The Tuna Fish Factor Binary Trading


It's unlikely you could ever save enough using low-return guaranteed- or fixed-income assets to meet your retirement needs. You simply have to invest in enough risky assets to get the total return necessary to fund your retirement nest egg. But with uncertainty today about global markets, high volatility and a fresh memory of a near global financial meltdown, far too many investors have been fleeing the stock markets. That's a huge mistake. After every "crisis" global markets have always recovered, and this time it's no different.

When you think of it, stocks are a lot like tuna fish. You buy them today to use sometime in the future. You don't expect to eat tuna in the store, and probably not even when you get it home that day.

If you're scared about buying lower-priced stocks for your retirement portfolio, well, just imagine you're stocking up on tuna fish.
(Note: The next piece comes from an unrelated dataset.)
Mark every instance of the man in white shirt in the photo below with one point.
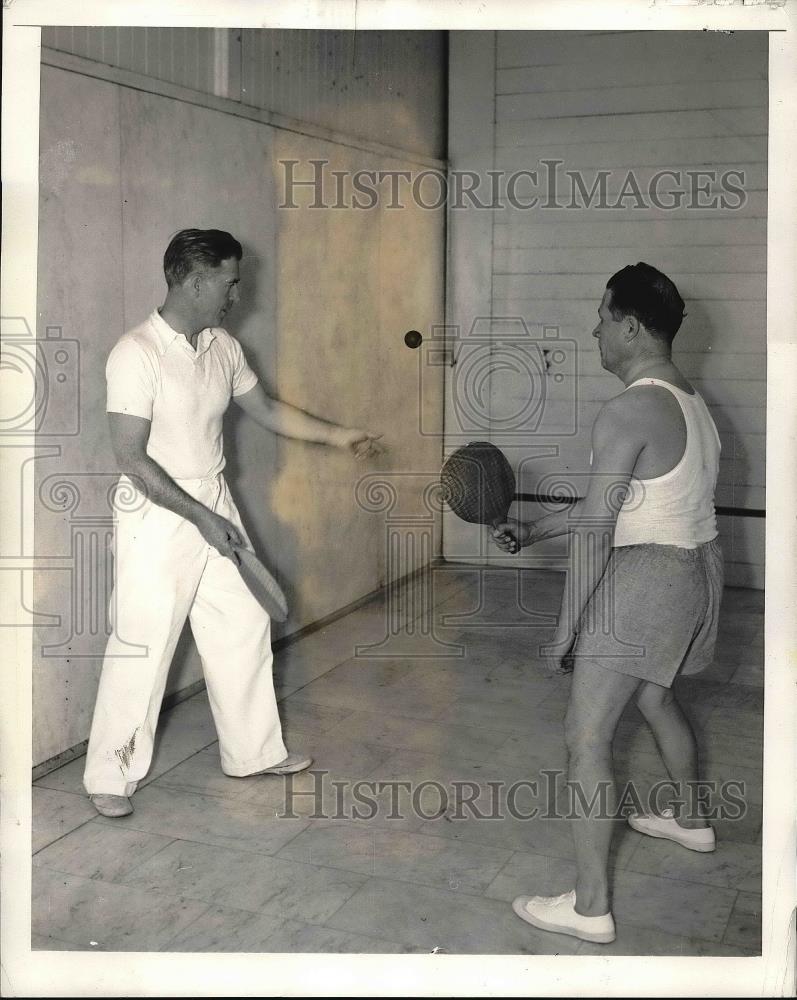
(170, 381)
(641, 600)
Let's pretend you, your family and your cat eat a fair amount of tuna fish. As you know, it comes in cans and has a long shelf life. We are used to buying it in large cans for $1.50. Now one day we go to the market and see that it is on sale for $1 a can.

What do we do?

Do we see ourselves as impoverished because we already have some cans back home on the shelf?
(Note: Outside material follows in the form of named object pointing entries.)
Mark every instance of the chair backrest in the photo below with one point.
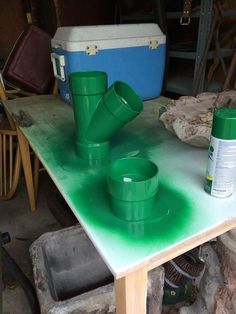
(29, 65)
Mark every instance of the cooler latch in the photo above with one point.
(92, 50)
(58, 63)
(153, 44)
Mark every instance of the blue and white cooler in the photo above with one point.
(133, 53)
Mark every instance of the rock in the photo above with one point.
(190, 118)
(226, 297)
(210, 284)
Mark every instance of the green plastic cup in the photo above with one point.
(132, 185)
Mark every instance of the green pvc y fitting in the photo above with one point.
(87, 89)
(132, 185)
(99, 112)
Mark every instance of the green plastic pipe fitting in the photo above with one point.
(100, 111)
(132, 185)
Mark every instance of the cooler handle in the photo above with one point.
(61, 61)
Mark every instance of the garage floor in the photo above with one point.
(24, 227)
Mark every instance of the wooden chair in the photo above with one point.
(10, 159)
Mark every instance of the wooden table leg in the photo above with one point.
(26, 162)
(131, 293)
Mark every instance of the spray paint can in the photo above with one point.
(221, 165)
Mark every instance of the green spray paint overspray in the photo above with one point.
(99, 112)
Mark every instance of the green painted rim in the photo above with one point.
(133, 179)
(122, 101)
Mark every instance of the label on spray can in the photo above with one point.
(221, 167)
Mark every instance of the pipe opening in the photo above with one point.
(127, 95)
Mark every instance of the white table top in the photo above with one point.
(185, 215)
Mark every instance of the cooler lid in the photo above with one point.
(77, 38)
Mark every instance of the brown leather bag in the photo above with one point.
(29, 65)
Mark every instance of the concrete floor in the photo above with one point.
(24, 227)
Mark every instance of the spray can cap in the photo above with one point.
(224, 124)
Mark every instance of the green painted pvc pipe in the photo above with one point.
(99, 112)
(132, 185)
Do we run home, grab all our unused tuna fish and run back to the store to sell it back?

Do we feel bad because we have lost money on our cans at home?

Do we run home and throw them all out?

Do we vow never to buy tuna fish again?

Do we organize a protest march?

Do we start a campaign in the newspaper, on our Facebook page or on Twitter?

Of course not! We buy lots of tuna fish to take advantage of the low price. We know that we will need tuna fish for a long time and that the sale offers us a great opportunity to stock up for future needs. We have made the mental jump that low price = good.

Stocks have a long shelf life too, and we buy them to use them a long time in the future. If you are a 401(k) participant, the stocks you buy now will be there when you need them in retirement. But the average investor seems to operate on the assumption that low price = bad! Rather than seeing temporary low price as an opportunity to buy something needed in the future, he wants to dump what he has.